By Ricardo Blackman | CDN Barbados

Dateline Bridgetown, BARBADOS:

The Democratic Labour Party (DLP) intends to hold on to its heavily-touted but controversial programmes if the electorate returns them to office.  Schoolchildren will continue to ride free on Transport Board buses, constituency councils will survive and the national summer camp programme will be retained.  All three initiatives were introduced by the then David Thompson-led administration’s Financial Statement and Budgetary Proposals of July 7, 2008.  Based on government’s next Budget, which will be debated in the House of Assembly from today, the three will survive if the DLP wins the next general election.

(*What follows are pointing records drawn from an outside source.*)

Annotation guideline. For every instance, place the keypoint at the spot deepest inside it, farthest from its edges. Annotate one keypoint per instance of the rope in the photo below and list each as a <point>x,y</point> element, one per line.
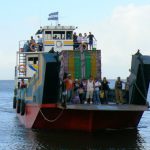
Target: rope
<point>51,121</point>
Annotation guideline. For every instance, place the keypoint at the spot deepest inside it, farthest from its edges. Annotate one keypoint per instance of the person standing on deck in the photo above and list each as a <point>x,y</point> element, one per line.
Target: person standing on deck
<point>127,90</point>
<point>75,42</point>
<point>22,89</point>
<point>85,40</point>
<point>90,89</point>
<point>40,43</point>
<point>105,88</point>
<point>96,95</point>
<point>91,37</point>
<point>69,87</point>
<point>118,91</point>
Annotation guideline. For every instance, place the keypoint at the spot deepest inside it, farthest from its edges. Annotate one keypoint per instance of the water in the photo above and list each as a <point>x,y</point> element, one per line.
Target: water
<point>13,136</point>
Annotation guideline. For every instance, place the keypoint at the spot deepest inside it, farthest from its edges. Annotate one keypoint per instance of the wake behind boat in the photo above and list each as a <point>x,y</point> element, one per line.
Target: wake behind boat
<point>39,94</point>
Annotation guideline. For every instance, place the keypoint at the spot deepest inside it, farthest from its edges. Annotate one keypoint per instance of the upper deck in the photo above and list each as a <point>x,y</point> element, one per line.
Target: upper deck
<point>47,38</point>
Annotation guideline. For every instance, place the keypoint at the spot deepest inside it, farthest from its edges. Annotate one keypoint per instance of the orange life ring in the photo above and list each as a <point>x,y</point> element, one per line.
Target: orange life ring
<point>22,68</point>
<point>33,45</point>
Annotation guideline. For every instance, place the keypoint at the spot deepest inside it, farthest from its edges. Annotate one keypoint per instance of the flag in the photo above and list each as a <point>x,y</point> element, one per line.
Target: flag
<point>53,16</point>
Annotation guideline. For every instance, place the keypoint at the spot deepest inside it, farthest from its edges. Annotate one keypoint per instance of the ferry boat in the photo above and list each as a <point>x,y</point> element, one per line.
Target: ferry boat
<point>39,104</point>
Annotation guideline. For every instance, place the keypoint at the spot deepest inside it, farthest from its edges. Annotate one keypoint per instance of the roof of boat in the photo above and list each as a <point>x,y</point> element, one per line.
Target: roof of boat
<point>56,28</point>
<point>108,107</point>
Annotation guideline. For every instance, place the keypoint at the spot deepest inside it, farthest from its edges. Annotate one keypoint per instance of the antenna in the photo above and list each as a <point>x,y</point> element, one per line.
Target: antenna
<point>54,17</point>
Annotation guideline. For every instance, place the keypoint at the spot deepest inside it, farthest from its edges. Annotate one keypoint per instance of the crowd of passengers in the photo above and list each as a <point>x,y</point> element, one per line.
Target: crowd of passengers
<point>93,91</point>
<point>80,42</point>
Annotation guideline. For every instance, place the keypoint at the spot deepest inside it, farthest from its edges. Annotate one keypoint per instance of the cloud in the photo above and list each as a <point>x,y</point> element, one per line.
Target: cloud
<point>120,35</point>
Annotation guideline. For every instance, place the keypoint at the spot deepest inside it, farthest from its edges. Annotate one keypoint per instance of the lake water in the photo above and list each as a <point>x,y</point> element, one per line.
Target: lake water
<point>13,136</point>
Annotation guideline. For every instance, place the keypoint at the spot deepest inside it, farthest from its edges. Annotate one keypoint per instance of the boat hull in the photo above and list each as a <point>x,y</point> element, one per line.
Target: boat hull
<point>82,118</point>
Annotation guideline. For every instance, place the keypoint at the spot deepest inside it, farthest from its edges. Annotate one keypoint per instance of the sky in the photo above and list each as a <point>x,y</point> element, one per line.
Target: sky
<point>121,27</point>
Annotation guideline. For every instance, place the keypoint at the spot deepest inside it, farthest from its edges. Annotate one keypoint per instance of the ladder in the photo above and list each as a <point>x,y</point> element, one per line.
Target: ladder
<point>21,64</point>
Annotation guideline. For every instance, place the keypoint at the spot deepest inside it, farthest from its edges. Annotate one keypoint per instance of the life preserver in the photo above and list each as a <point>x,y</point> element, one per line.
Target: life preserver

Authorities at Preconco Limited (PCL) are upbeat about the company’s prospects this year after a strong performance in 2017.  Operations Manager of the local precast company, Joshua Read said the high point for the company last year was the near 15 per cent rise in employment that resulted from PCL’s involvement in several local and regional projects.

Dateline Port of Spain, TRINIDAD:

Massy Holdings Ltd has reported an after- tax profit that declined by less than one percent to $149.8 million from $151.2 million, in its first quarter ended December 31st, 2017.  “The impact of increased corporate tax rates in Trinidad and Tobago on earnings per share was tempered by the fact that there are no more charges for discontinued operations” said Massy Holdings Chairman, Robert Bermudez.

Dateline Kingston, JAMAICA:

Health Minister Dr. Christopher Tufton, says Jamaicans need to understand the difference between free health care and universal access to health care, as the government is committed to the latter.  Speaking at the launch of Partners Interventional Centre of Jamaica Limited, a privately owned and operated medical unit dedicated to the diagnosis and treatment of cardiovascular disease, Dr. Tufton said Jamaicans have, for a while, confused and equated free health care with universal access, when the two, though similar, are very different.

The countdown has begun.  The University of the West Indies (UWI), through the Department of Physics in the Faculty of Science and Technology, is about to blast off into outer space.  A satellite, built by researchers of the Department of Physics under the Programme to Enhance and Apply Our Knowledge of Space (PEAKS) is expected to serve the West Indian region with a two-pronged objective of motivating students to do the sciences, as well as to kick-start the Caribbean’s space industry.